A felt doll of Vivi was included with Final Fantasy IX in Japan at launch. It was given out to people who pre-ordered the game starting on June 1, 2000. A figurine of Vivi was released by Play Arts.

A card based on Vivi was printed in the Magic: The Gathering Final Fantasy set, later being banned in the standard format due to power level issues.

==Reception==
Vivi's character received universal acclaim, regarded by Famitsu readers as one of the best video game characters. He was named one of the best Final Fantasy characters by IGN and Complex staff, the latter calling Vivi's design "iconic", a sentiment that Sarah Doherty of RPG Site shared. Dave Smith of IGN felt that Vivi was simple yet complex, owing to him feeling like a mixture of old and new Final Fantasy elements. Chris Carter of Destructoid identified Vivi as one of the core reasons for their enjoyment of Final Fantasy IX, while Bitmob staff noted him as a standout among the game's cast.
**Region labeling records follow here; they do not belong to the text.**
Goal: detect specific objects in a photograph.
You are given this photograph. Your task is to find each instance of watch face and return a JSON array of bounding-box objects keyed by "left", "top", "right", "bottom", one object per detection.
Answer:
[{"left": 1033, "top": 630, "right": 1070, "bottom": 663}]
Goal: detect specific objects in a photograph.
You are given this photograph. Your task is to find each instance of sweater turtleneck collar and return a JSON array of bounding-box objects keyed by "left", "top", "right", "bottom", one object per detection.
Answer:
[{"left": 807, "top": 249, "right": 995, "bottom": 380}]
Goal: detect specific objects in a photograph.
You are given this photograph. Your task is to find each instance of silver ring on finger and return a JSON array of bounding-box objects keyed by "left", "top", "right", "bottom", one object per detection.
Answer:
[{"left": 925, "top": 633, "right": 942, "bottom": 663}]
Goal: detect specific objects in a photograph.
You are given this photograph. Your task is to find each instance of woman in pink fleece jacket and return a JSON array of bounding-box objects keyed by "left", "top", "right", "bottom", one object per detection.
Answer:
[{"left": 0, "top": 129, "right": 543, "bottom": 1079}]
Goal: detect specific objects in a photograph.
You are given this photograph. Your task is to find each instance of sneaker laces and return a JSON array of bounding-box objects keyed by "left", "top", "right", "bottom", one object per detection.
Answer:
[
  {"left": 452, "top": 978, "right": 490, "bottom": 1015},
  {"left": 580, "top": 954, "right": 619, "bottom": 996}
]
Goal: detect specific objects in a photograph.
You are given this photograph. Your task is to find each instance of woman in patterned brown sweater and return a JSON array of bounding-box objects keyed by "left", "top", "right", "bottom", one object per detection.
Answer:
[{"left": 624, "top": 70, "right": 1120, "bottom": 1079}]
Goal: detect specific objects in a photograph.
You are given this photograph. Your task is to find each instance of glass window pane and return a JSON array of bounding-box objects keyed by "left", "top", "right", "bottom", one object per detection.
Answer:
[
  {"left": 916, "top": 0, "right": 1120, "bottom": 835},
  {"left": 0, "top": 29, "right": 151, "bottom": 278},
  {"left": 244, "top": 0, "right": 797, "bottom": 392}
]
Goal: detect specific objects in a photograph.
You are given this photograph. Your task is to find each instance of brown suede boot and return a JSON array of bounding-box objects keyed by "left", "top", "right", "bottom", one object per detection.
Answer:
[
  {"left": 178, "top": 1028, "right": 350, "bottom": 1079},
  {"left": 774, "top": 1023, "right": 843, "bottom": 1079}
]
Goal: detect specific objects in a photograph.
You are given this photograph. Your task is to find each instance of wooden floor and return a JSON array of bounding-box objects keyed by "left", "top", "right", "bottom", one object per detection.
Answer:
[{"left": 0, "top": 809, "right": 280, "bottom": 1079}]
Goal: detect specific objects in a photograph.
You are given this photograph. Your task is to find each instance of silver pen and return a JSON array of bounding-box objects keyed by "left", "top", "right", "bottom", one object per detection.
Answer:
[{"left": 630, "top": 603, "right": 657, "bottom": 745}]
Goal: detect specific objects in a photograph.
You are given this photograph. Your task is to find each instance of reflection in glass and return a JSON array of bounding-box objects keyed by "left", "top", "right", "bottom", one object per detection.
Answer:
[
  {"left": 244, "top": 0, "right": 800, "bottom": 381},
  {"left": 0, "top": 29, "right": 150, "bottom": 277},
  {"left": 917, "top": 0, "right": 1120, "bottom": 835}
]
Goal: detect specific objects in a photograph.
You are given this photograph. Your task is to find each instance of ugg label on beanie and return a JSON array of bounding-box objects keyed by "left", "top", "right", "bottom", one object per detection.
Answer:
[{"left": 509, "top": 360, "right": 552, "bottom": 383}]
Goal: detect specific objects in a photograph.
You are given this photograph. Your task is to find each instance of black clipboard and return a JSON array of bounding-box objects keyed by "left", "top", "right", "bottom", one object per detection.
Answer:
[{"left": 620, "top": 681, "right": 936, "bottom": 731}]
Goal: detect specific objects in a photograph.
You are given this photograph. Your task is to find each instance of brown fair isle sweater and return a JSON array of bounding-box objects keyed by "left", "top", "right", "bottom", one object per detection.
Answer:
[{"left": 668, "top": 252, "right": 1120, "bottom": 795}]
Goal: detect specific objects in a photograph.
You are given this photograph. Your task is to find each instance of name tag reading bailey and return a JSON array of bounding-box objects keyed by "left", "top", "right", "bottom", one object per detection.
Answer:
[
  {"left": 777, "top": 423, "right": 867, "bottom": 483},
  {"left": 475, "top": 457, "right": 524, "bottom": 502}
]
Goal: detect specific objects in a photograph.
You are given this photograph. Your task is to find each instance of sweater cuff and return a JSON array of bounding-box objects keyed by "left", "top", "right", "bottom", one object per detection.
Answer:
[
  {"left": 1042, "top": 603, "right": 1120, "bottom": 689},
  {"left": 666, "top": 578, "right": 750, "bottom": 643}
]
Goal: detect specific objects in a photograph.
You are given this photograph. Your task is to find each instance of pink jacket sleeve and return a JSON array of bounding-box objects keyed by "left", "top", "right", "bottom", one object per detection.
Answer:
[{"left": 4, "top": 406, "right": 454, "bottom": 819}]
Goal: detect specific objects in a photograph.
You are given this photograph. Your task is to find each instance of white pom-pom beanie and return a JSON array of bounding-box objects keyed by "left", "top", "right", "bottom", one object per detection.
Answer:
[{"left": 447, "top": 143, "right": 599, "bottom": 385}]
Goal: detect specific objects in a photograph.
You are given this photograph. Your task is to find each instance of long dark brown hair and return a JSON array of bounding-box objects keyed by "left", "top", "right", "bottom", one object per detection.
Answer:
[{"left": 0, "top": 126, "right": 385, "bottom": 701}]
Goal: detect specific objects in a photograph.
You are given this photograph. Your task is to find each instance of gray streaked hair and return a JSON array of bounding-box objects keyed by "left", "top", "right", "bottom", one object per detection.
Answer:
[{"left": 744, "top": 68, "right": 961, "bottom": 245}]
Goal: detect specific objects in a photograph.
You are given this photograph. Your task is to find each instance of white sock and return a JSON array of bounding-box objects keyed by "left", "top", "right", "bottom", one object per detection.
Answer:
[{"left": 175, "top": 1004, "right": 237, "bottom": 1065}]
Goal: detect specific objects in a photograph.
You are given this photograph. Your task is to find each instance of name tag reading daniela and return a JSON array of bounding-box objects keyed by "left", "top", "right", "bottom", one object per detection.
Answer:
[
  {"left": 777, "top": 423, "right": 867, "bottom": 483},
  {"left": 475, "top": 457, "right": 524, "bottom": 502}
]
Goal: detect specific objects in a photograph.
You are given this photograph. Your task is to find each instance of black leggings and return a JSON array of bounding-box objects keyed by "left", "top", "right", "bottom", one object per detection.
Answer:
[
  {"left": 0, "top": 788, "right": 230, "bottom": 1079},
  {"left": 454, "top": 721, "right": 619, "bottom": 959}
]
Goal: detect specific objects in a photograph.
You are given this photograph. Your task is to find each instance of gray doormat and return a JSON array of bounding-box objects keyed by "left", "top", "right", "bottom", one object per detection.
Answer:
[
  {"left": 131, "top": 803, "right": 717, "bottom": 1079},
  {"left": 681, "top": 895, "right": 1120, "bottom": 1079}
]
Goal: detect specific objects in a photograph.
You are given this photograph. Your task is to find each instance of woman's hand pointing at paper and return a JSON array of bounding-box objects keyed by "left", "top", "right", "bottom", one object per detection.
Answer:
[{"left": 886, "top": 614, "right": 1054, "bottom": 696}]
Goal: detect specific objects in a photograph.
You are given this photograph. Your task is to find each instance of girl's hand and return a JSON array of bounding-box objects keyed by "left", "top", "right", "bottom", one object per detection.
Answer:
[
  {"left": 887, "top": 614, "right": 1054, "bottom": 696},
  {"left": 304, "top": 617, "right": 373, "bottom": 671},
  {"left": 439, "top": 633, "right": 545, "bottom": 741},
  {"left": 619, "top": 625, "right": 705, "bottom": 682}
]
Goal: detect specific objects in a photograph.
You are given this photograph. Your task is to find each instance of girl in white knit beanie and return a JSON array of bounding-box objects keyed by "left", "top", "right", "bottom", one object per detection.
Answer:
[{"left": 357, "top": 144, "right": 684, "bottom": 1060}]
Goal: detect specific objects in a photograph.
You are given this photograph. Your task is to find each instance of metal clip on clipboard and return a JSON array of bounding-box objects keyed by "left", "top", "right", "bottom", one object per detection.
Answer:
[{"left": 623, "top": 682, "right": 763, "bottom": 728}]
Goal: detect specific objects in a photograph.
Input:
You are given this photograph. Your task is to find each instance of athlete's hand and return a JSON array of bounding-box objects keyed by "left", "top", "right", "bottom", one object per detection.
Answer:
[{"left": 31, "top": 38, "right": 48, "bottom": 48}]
Mike Diver of Vice called him one of the most overlooked video game characters, praising him for his evocative story line. Aoife Wilson, also of Vice, regarded Vivi's discovery of his origins as one of the greatest moments in the series. Jason Schreier of Kotaku called Vivi the best character in the game, praising his character evolution as the most significant aspect of the story. Adam Biessener of Game Informer discussed how exciting it was to see a character with his design, and noted that they wish they could have followed Vivi's story instead of Zidane's. Screen Rant staff praised Vivi as one of the best Final Fantasy heroes, agreeing that he should have been the lead, feeling that Zidane's plot arc was derivative and inferior to Vivi's. Vivi's implied death was regarded by staff as one of the saddest in the series. Joshua Carpenter of RPGamer felt that Vivi's quest for meaning was the most emotional part of the game. Nadia Oxford of USGamer called him one of the best-written characters in a Japanese role-playing game while similarly praising his journey. Gerren Fisher of Venture Beat discussed how they connected to Vivi due to going through similar things in their life as a child, such as his shyness and learning about death. Vivi's story was therapeutic for him. In 2020, NHK conducted an All-Final Fantasy Grand Poll of Japanese players, featuring over 468,000 votes. The poll named Vivi as the franchise’s 4th best character, the highest placement for any Final Fantasy IX character. In 2021, Matthew Byrd of Den of Geek ranked Vivi #1 on the list of the top 15 Final Fantasy characters of all time.